I have 5 columns with numerical data and I would like to filter for rows that match a data range in at least 3 of the 5 columns.
For example i have the following data frame and I define a value range of 5-10. My first row has 3 columns with values between 5 and 10, so i want to keep that row.

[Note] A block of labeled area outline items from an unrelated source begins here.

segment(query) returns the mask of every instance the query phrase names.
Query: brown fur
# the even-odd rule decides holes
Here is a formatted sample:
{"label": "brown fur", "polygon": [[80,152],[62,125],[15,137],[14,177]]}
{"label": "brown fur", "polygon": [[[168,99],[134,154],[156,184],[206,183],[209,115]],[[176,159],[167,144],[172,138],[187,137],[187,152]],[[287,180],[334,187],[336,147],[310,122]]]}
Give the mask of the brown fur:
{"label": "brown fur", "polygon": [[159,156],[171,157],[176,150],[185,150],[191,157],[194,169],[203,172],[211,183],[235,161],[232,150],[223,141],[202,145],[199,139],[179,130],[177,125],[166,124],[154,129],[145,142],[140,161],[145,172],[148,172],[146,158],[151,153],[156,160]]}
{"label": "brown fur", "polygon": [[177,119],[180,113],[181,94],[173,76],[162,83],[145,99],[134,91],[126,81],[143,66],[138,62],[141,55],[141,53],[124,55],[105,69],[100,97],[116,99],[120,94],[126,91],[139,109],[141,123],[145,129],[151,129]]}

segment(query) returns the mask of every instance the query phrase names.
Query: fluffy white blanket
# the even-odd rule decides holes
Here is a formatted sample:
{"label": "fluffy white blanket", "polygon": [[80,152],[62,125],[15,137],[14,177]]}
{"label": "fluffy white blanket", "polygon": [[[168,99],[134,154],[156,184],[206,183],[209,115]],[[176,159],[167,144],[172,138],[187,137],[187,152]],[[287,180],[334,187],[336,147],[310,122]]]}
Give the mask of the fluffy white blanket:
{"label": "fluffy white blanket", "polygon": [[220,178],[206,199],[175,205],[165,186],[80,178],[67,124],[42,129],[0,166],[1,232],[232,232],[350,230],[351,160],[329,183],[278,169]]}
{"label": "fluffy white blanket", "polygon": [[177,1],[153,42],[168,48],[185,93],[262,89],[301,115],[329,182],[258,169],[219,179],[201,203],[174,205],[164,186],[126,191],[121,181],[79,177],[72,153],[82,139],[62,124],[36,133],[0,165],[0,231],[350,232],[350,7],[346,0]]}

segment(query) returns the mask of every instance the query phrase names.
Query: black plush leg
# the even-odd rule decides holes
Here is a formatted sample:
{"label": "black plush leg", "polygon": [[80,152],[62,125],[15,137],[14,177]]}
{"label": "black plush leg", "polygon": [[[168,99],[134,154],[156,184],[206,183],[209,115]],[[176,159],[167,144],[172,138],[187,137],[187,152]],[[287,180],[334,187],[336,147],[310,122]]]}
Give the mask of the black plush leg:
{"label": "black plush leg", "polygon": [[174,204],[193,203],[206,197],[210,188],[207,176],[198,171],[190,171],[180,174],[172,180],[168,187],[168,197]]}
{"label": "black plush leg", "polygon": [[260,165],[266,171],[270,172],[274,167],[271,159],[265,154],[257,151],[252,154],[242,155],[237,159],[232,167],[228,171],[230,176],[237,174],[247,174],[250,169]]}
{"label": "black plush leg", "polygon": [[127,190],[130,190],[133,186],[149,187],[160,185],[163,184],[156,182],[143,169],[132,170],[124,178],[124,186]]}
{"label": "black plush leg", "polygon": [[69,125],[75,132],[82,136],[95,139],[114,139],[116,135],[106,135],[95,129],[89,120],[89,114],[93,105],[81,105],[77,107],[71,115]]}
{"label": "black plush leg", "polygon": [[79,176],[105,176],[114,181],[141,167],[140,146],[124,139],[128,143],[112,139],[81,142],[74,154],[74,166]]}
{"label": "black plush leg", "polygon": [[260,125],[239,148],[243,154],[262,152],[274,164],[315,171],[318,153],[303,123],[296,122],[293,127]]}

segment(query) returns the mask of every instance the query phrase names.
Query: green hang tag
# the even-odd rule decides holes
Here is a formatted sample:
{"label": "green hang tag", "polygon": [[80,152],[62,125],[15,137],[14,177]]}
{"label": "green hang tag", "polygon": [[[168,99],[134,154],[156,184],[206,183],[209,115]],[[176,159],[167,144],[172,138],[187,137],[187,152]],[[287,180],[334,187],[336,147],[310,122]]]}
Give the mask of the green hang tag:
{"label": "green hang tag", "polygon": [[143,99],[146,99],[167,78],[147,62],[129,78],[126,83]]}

The second row only has 2 values between 5 and 10, so I want to remove it.
column1 | column2 | column3 | column4 | column5 |
---|---|---|---|---|
7 | 4 | 10 | 9 | 2 |
4 | 8 | 2 | 6 | 2 |
CodePudding user response:
First test if values in columns are greater or equal 5 and less or equal than 10, then look for rows with 3 or more that fit the condition.
dat[ rowSums( dat >= 5 & dat <= 10 ) >= 3, ]
column1 column2 column3 column4 column5
1 7 4 10 9 2
Data
dat <- structure(list(column1 = c(7L, 4L), column2 = c(4L, 8L), column3 = c(10L,
2L), column4 = c(9L, 6L), column5 = c(2, 2)), class = "data.frame", row.names = c(NA,
-2L))
CodePudding user response:
I'd like to share a second approach:
# Setting up data
my_df <- tibble::tibble(A = c(7,4), B = c(4,8), C = c(10, 2), D = c(9,6), E = c(2,2), X = c("some", "character"))
my_min <- 5
my_max <- 10
Then do some tidyverse-magic:
# This is verbose, but shows clearly all the steps involved:
my_df_filtered <- my_df %>%
dplyr::mutate(n_cols_in_range = dplyr::across(where(is.numeric), ~ .x >= my_min & .x <= my_max)
) %>%
dplyr::rowwise() %>%
dplyr::mutate(n_cols_in_range = sum(n_cols_in_range, na.rm = TRUE)
) %>%
dplyr::filter(n_cols_in_range >= 3
) %>%
dplyr::select(-n_cols_in_range)
The above is equivalent to:
my_df_filtered <- my_df %>%
dplyr::rowwise() %>%
dplyr::filter(sum(dplyr::across(where(is.numeric), ~ .x >= my_min & .x <= my_max), na.rm = TRUE) >= 3)
But I must state, that the above answer is clearly more elegant since it only needs 1 line of code!